Many people living in the Bajo Lempa spent years in refugee camps in Honduras or held positions in the FMLN guerrilla army. As a result, many of the individuals living on the land feel that ownership came at the price of blood and are thus skeptical of privatizing water, education, and health care. Even now, before privatization, access to these goods is mediocre at best. Water is contaminated from years of cotton growth, access to free healthcare clinics is dependent on weather conditions, and education is plagued with quality and access issues. Increased health care, education, and access to clean water are all things that will improve the economy as a whole by creating individuals that have the physical and mental capacity to work at a higher level. However, this type of economic reward is hard to turn into immediate profits for a company; the lack of incentive to ensure quality and affordable service to these communities can easily translate into reduced access to the few resources they have been able to attain. Thus, many small communities are against amending the 3P law to include education, health-care, and water.

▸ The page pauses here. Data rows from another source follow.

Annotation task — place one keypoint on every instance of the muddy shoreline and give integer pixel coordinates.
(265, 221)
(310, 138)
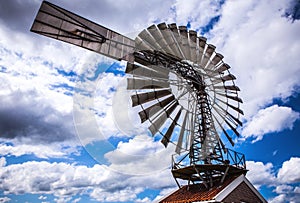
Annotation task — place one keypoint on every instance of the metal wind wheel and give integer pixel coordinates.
(184, 89)
(182, 86)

Furthermore, the very idea of introducing more foreign investment through steps designed in the second compact of the MCC is absolutely terrifying for some of these communities. Certain communities, such as El Chile and La Tirana, live on the most extensive mangrove forest on the Pacific Ocean. To foreign development investors, this precious resource is seen as a prime tourism spot. These communities argue that their methods of living off the forest is sustainable, but they cannot afford a legal team or scientists to prove that overdevelopment via tourism will destroy their forest and their livelihood.

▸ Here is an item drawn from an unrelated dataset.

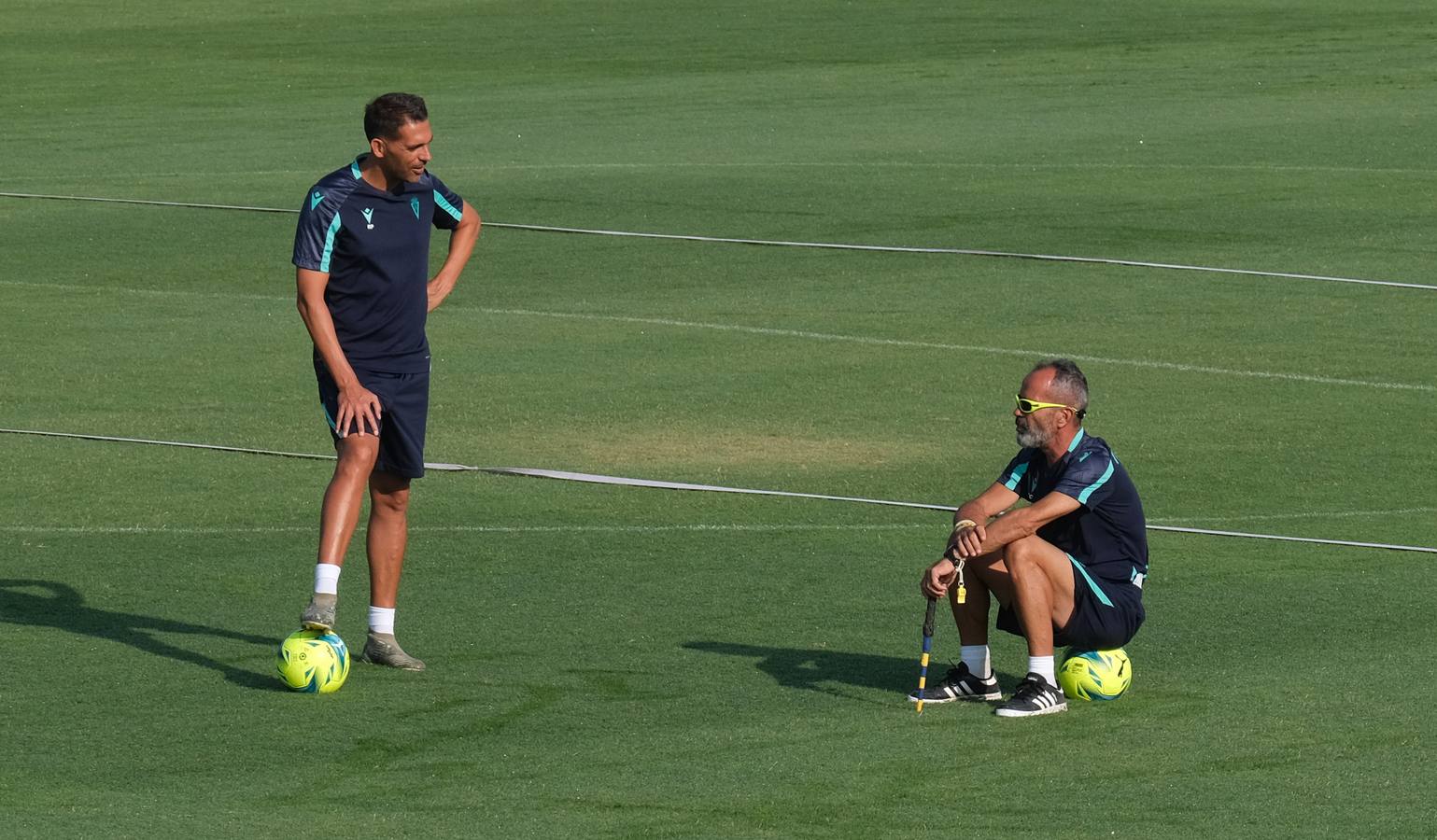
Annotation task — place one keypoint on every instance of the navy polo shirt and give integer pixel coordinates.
(375, 248)
(1106, 535)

The response by government has been to inform communities that they are welcome to be investors in these tourism projects. In 2005, a law was passed that provided 100% tax breaks for ten years to those who make a minimum investment of $50,000 to tourism-related projects. However, multiple community presidents reiterated the lack of initial capital the community can accumulate to be such investors. These small communities are not opposed to the idea of tourism, but most want to have the ability to control their own land, maintain their livelihood, conduct tourism in an ecofriendly way, and create a business that is beneficial to community needs. If the second compact for the MCC is signed and the investment environment attracts foreign investors, these small communities living on the coast of El Salvador are scared that the land on which they live will be purchased and developed without their input and the natural resources they protect will be damaged.

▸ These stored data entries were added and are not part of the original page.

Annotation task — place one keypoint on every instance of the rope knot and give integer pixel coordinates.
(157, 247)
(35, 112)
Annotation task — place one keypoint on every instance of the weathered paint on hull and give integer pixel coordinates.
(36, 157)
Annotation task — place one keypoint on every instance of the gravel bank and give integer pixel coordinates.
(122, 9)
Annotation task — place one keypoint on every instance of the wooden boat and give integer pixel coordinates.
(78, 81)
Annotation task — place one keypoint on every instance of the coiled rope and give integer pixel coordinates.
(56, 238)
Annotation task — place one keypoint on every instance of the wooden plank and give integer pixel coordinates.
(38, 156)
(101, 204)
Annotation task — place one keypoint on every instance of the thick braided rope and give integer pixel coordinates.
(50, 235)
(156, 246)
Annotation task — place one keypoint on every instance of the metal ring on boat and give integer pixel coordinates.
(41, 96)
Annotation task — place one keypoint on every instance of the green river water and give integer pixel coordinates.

Representatives from ACUDESBAL, the intercommunity association of united communities for social and economic development in the Bajo Lempa, noted that among the few government officials that have met with them, there was a strong emphasis that the citizens of this area simply needed to learn more about the benefits of foreign development. If these same officials had the opportunity to hear Naun speak about he reveres the mangrove forest as a symbol of God or with Don Chevo about his desire to plant organically and sustainably, perhaps they would recognize the communities’ abilities to analyze their own issues and brainstorm communal solutions focused on the most evenly distributed benefit for the community. Perhaps instead of using just under 300 billion dollars to increase foreign investment through a Millenium Challenge Corporation compact, we could help these communities find someone to listen to their voice.